L’Observatoire des religions

Les parents préfèrent les filles dociles

lundi 21 janvier 2008

Dans la plupart des civilisations, les parents préfèrent que leurs filles soient dociles, c’est-à-dire « réservées, chastes, femmes d’intérieur, et bonnes », pour reprendre les expressions de l’Apôtre Paul, ou encore, selon le Coran, doivent-elles apprendre à être « vertueuses et obéissantes ».
Ce pourrait bien être le cas des tribus de nomades. En, effet, ce qui est le propre d’une économie nomade, c’est précisément que la terre est non pas rare, mais tellement abondante qu’elle n’a pas de valeur. Ce qui constitue le capital d’une tribu de ce genre, c’est le nombre de ses hommes et de ses bestiaux. Aussi cherche-t-il à les multiplier au maximum, conformément à la fameuse injonction biblique : Soyez féconds, multipliez, emplissez la terre et soumettez-la ; dominez sur les poissons de la mer, les oiseaux du ciel et tous les animaux qui rampent sur la terre » (Genèse 1, 28). Aussi bien l’économie nomade est-elle hautement capitalistique en hommes, femmes et bétail. Elle cherche la natalité maximale pour les êtres humains comme pour le bétail.
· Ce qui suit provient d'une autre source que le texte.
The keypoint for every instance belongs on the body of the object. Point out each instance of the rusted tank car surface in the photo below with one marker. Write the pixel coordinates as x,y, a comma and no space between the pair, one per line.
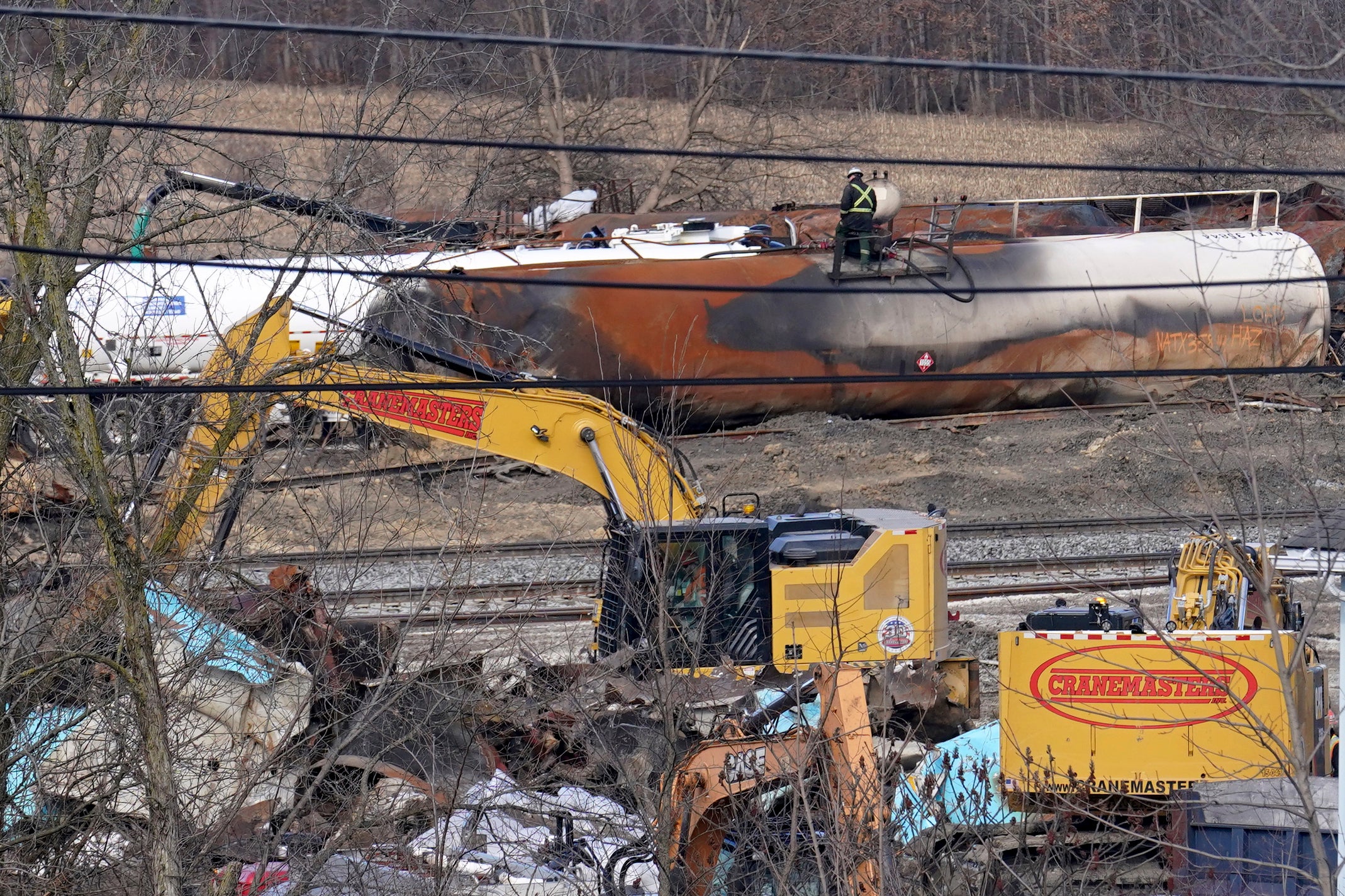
1165,318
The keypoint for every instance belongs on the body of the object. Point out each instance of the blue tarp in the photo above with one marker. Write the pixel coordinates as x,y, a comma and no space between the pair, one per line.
213,643
957,782
40,734
205,640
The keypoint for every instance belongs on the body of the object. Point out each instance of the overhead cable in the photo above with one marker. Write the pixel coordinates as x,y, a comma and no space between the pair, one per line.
659,382
613,150
457,276
670,50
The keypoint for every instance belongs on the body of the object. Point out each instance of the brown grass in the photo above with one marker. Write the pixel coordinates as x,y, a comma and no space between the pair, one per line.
400,176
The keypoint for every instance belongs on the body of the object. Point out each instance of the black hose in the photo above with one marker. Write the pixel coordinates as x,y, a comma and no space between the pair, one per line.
632,852
971,284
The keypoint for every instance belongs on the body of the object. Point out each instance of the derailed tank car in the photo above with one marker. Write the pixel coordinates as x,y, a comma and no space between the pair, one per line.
944,300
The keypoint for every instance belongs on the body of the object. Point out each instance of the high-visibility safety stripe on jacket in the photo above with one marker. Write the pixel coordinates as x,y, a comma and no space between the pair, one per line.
862,195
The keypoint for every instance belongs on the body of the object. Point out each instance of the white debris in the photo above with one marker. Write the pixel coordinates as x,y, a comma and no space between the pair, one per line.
511,838
568,207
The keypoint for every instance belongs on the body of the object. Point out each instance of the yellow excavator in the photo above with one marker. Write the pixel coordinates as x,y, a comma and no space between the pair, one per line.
866,587
684,587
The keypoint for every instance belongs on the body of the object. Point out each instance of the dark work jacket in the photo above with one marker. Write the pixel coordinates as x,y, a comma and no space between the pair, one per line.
857,204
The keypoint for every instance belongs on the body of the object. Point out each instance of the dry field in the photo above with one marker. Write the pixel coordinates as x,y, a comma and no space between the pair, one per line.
398,176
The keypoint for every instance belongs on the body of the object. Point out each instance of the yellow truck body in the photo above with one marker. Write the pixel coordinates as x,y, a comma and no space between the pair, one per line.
1147,714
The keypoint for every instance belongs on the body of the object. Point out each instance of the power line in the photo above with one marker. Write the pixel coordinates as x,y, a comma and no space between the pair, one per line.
612,150
466,277
664,382
671,50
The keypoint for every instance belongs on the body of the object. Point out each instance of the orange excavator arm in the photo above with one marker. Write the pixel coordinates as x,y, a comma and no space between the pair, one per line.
584,438
704,788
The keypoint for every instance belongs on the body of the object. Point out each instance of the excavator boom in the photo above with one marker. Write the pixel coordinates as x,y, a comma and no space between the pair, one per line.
573,434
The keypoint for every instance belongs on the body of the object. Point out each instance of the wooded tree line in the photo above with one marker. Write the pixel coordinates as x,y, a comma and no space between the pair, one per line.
1203,35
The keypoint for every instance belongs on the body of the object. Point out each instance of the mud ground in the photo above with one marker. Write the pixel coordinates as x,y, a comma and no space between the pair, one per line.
1202,457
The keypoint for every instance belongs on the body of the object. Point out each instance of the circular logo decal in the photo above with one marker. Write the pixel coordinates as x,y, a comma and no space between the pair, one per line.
896,634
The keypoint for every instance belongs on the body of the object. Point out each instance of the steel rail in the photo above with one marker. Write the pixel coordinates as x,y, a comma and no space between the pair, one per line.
424,611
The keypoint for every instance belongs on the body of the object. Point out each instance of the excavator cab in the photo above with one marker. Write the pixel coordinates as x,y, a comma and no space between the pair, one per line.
697,592
862,586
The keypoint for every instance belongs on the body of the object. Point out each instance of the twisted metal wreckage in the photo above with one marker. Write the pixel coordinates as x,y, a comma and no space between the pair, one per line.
986,288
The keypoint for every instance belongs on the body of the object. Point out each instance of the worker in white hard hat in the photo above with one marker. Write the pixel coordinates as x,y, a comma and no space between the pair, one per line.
856,228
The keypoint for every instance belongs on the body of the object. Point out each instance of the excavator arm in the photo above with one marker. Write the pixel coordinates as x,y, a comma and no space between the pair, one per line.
569,433
708,782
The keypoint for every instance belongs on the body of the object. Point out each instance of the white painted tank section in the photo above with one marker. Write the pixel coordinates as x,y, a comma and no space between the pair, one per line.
887,199
138,320
1181,280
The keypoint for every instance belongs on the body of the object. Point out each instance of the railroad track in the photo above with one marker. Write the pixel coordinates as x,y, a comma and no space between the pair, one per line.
513,602
1115,524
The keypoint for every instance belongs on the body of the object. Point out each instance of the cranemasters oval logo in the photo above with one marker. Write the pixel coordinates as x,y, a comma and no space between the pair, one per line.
896,634
1142,685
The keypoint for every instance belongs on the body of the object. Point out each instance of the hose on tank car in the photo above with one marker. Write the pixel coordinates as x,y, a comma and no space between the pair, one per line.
971,284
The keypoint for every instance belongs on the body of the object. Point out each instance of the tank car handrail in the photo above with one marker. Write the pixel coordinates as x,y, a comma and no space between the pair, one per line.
1139,202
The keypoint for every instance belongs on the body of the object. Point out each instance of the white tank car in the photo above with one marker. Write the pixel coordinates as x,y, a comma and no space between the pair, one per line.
147,321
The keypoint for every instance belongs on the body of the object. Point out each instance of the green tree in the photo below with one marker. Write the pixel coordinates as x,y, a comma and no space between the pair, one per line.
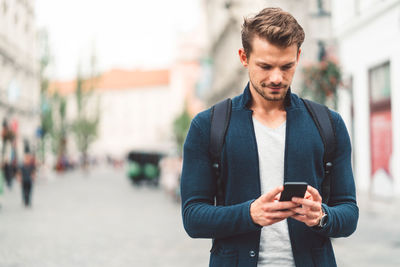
321,80
85,125
46,117
59,129
181,127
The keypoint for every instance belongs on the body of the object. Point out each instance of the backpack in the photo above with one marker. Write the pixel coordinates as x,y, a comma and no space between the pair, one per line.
220,118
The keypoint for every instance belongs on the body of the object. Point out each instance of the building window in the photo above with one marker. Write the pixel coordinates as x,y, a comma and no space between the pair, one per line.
380,83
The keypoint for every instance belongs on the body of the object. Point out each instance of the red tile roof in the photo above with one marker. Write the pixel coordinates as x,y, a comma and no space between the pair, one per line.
118,79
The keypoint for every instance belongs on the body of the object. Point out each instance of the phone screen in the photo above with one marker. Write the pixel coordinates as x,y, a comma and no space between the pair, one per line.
293,189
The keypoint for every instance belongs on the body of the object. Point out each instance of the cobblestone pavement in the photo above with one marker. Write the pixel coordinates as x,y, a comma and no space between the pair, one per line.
99,219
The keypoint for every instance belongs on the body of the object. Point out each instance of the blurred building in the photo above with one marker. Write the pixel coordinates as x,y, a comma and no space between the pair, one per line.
137,110
224,20
368,35
19,81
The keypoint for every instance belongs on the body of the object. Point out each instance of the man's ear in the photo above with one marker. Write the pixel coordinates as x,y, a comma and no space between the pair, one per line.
298,55
243,57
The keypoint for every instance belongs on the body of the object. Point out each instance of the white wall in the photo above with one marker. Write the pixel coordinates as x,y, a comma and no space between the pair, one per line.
366,39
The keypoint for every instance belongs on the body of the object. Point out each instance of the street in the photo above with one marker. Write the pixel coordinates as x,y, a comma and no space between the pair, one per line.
99,219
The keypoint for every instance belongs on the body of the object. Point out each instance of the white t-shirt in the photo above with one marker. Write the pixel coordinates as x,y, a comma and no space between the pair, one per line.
275,246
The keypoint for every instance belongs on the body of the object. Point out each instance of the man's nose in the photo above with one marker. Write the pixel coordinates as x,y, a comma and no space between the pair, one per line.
276,77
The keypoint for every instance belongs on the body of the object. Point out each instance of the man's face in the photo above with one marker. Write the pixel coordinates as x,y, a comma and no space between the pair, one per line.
271,68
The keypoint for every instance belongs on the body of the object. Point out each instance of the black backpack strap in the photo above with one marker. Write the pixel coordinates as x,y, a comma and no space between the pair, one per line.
220,117
323,120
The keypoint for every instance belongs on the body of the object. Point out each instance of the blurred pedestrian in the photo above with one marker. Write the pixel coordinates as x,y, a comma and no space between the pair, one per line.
8,172
26,176
271,139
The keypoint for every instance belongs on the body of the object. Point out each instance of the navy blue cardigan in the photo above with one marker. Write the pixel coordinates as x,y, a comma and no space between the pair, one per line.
236,237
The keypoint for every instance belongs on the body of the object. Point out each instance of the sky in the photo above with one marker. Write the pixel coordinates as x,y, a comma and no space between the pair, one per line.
123,33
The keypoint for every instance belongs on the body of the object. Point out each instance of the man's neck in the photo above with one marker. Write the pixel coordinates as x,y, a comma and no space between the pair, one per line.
261,105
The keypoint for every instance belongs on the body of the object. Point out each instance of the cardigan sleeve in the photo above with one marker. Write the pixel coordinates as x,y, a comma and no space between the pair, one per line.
201,219
342,208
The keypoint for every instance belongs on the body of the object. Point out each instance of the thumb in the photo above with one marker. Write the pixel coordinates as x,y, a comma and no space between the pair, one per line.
270,196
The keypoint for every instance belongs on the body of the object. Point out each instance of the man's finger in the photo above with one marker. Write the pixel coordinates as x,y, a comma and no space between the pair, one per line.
314,193
280,205
313,205
269,197
279,214
300,218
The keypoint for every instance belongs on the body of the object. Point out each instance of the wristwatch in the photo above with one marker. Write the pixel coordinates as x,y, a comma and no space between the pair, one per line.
323,220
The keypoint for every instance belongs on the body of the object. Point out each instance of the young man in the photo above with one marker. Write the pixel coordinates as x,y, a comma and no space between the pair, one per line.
271,139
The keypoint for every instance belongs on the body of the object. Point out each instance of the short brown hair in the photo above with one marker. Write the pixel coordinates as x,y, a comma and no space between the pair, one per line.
273,24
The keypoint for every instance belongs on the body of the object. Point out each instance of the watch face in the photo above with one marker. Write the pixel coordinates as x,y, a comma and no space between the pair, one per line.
323,220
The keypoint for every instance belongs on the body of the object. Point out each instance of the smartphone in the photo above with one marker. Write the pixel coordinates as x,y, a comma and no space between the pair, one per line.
293,189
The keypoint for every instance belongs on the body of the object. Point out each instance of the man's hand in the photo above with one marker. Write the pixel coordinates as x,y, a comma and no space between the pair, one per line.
310,211
266,211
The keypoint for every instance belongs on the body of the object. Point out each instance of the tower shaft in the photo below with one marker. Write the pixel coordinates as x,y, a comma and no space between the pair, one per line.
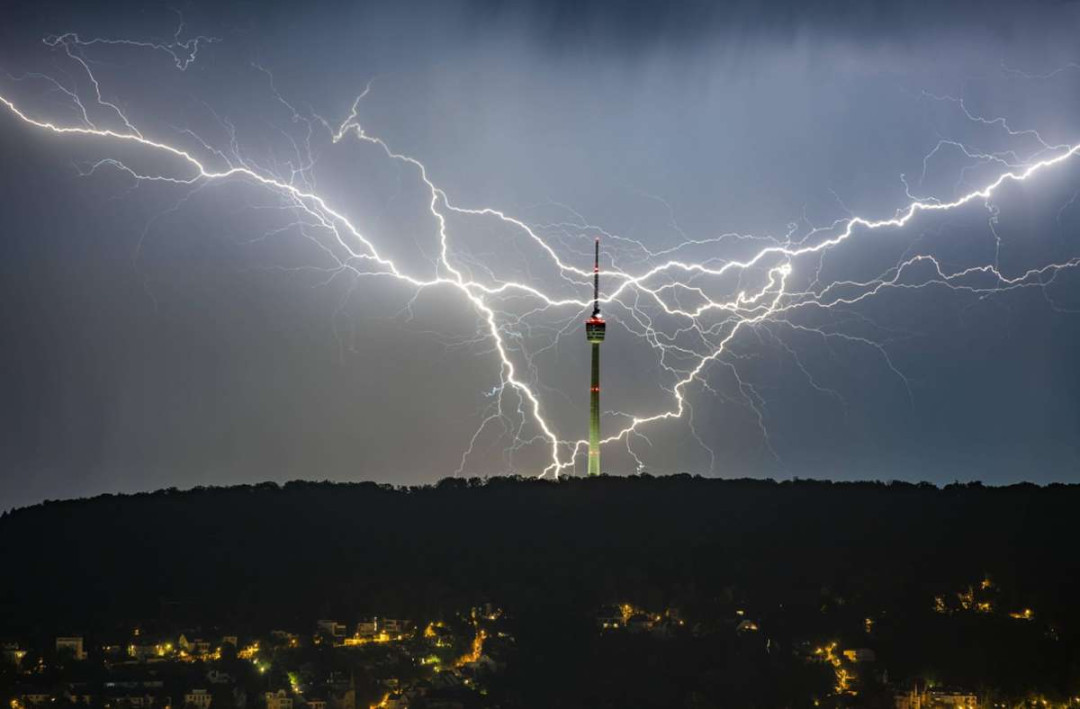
594,414
595,329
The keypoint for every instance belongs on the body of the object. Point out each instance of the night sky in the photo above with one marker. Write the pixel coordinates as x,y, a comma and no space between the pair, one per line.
163,330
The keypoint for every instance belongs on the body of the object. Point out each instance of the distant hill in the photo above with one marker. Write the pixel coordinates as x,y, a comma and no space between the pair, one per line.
287,554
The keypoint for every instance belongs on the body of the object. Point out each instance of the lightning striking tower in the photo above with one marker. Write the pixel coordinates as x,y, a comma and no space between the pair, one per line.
594,333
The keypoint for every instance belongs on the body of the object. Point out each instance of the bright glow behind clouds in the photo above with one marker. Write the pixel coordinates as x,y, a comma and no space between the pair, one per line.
721,179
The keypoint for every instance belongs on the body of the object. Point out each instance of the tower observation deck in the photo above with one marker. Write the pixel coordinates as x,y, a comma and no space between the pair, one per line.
594,333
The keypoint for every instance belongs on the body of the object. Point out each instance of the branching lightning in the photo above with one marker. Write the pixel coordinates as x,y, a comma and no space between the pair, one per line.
688,311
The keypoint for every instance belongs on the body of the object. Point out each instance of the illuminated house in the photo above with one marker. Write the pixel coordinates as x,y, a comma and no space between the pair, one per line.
936,698
279,699
72,645
198,698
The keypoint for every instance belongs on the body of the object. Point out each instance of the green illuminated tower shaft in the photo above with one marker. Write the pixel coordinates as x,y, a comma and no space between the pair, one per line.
594,333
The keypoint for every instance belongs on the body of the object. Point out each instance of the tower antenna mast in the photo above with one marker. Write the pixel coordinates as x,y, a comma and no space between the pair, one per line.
594,333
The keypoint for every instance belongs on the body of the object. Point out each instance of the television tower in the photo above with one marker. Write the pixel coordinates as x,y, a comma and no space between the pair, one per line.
594,333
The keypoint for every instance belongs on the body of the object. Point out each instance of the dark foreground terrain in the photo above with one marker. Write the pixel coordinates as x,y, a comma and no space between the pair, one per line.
643,591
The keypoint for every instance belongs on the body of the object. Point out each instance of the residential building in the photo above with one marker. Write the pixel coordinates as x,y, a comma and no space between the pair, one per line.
279,699
198,699
71,644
Supposons en effet que l’un des groupes choisisse de restreindre sa natalité. Un autre groupe, qui n’aura pas fait le même choix, sera plus apte, par son nombre même, à repousser le groupe à natalité contrôlée. La lutte pour la vie sélectionne le mode démographique le plus efficace, qui est en même temps le plus prolifique. Autrement dit, chaque groupe anticipant le comportement proliférant de son voisin choisira d’augmenter sa population au maximum.
Dans les sociétés non nomades, la terre est un bien rare, et même elle constitue le capital le plus précieux. D’où l’importance de la filiation légitime pour la transmission de ce capital de génération en génération. D’où aussi, par conséquent, l’importance cruciale accordée à la virginité.